The Reeler


November 24, 2006

All Around This Filthy World

"Perverted uncle" John Waters discusses the new film of his ageless one-man show

John Waters explains it all in the Jeff Garlin-directed This Filthy World (Photo: Filthy World, LLC)

Happily and from memory, John Waters can tell you all the appellations he's earned in 42 years as a filmmaker. There's "Sultan of Shock," "Captain Kangaroo gone insane" and "the Pope of Trash" among scores of others.
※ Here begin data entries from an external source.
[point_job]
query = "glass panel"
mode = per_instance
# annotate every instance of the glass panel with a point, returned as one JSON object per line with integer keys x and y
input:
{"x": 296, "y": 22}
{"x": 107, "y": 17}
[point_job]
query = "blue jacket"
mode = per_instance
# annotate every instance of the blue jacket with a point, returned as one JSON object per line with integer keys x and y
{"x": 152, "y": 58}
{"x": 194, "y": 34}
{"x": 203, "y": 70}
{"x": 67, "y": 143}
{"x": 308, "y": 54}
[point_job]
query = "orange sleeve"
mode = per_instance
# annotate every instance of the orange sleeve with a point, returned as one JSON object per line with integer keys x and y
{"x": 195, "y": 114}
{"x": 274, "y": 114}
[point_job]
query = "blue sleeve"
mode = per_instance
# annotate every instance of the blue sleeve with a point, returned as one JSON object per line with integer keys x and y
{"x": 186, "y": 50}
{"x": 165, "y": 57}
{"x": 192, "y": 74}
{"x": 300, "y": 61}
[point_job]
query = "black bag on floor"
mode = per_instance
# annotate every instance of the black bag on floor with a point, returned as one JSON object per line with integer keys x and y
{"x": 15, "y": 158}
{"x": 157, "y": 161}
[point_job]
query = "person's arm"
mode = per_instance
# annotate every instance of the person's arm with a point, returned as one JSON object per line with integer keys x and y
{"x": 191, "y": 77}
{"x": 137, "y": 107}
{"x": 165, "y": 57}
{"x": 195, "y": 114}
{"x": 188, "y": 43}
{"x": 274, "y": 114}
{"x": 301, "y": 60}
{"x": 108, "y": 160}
But perhaps more than any single descriptor or nickname, Waters is a singular brand with formidable reach beyond the cinema: on Broadway (Hairspray, with Cry Baby around the corner); on TV (John Waters Presents Movies That Will Corrupt You); in publishing (Shock Value, Art: A Sex Book); and, well before any of those, in the lecture circuit.

Or something like that.

"This is not a lecture!" Waters stresses in the introduction of This Filthy World, the new screen version of his one-man show (opening today at Cinema Village). "This is vaudeville!" As directed by Jeff Garlin in the relatively austere confines of Manhattan's Harry De Jur Playhouse, This Filthy World is really neither; it's more stand-up comedy meets oral history, with Waters gleefully recounting the "negative artistic influences" that captivated his upbringing in Baltimore and have since fueled four decades of his carefully cultivated yet defiantly tasteless empire. But don't let the oversize fresh flower arrangement onstage fool you -- the rubbish piled at stage left balances everything out, and Waters himself will assure you that the show hasn't always been this classy.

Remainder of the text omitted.